フィジカルでの打ち合わせに訪日デザイナーの取材、ニューショップのお披露目会……。多くの人と対面する機会がすっかり戻ってきたこの頃。自身も30代を迎えて、服装や振る舞いについて「きちんとせねばなあ」と感じる機会がグッと増えました。動きやすくラフな服装が多いのですが、そんな日こそバッグとジュエリーが品格の要だな、と。思い返すとここ数年のマイ定番はミニバッグ+布サブバッグ。そしてそのサブバッグ、わりと使い込みがち。お気に入りだからこそガシガシ愛用するわけですが、そろそろ上質な仕事バッグをひとつ持っていてもいいのでは? という気持ちがムクムクと湧いてきたんです。2022年10月号で「名品は時代を超えて愛される。私たちの『3世代バッグ』」なる企画がありましたが、私も孫世代(子どももいませんが……)へとバッグを育て始めてもいいんじゃないか、と。
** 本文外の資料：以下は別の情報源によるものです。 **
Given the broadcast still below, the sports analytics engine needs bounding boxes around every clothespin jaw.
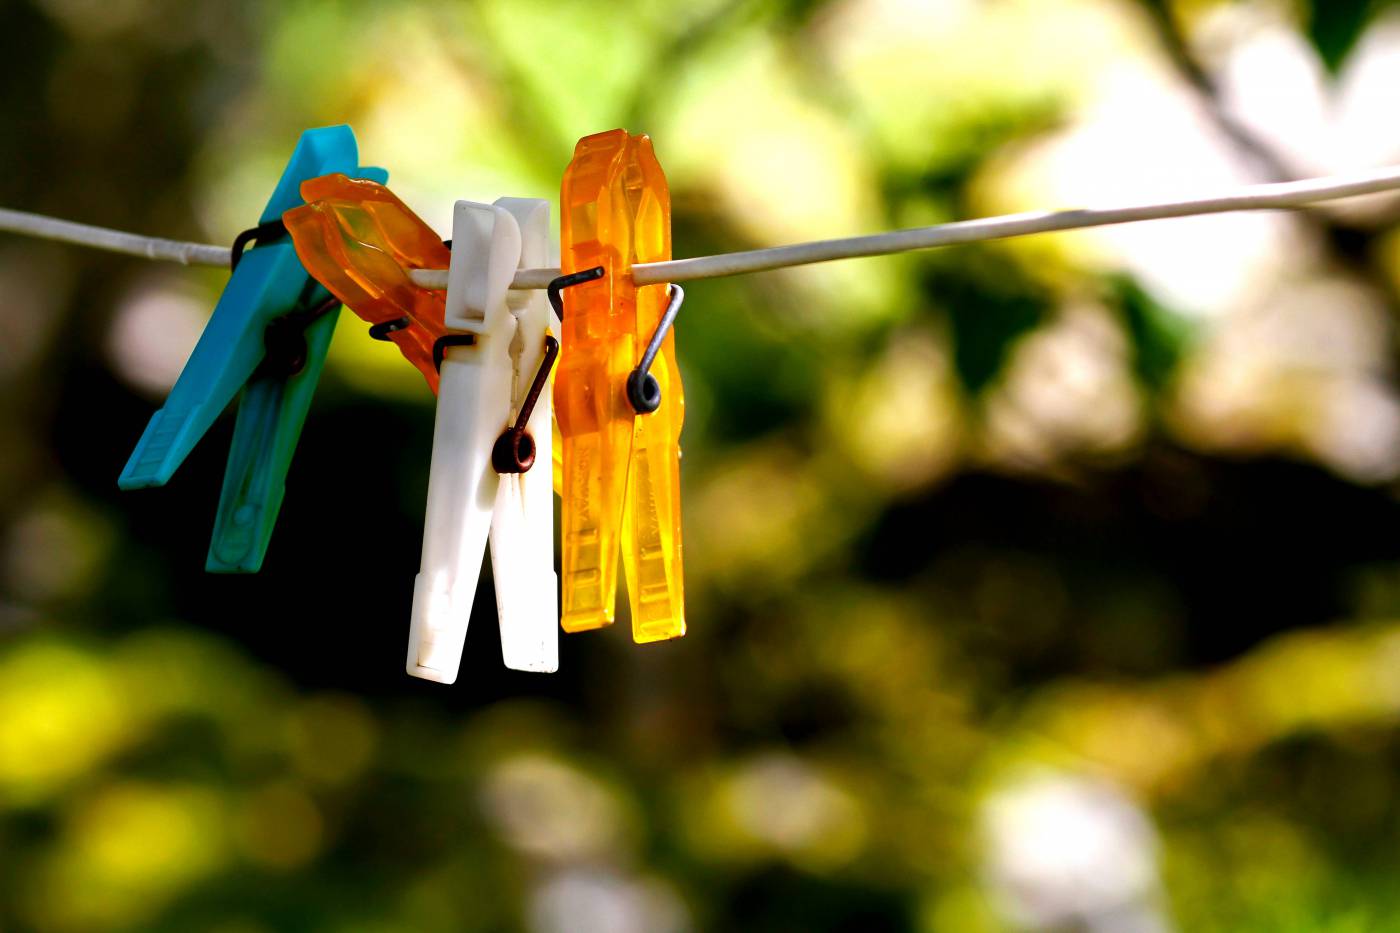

孫じゃなくても、いつか大切な誰かに引き継ぎたいほど長く愛せるものをゆるゆると探していたんです。
手に入れたのは、「パズルトート」でした
そんな経緯から、脳内のウィッシュリストに連なっていた中で、最終的に白羽の矢が立ったのがこちら、ロエベのパズルトート。きっと皆さんもどこかでご覧になっているでしょう。2023-‘24年秋冬コレクションから誕生した新作です。レザーピースを組み合わせた「パズル」とアーカイブスの折り畳める「オリガミ」バッグが融合。日本の折り紙のようにフラットに変形する秀逸な設計です。ぴりっと効いたミニマルなアイデアに、ジョナサン・アンダーソンらしい美学を感じますね。初めて実物に触れたのは、展示会のとき。緊張しつつ手を伸ばすと、シャイニーカーフスキンのあまりになめらかでしっとりした質感に感激……。その場を後にしても、パズルトートめっちゃ素敵だったな〜〜〜と心の片隅に残っていたのです。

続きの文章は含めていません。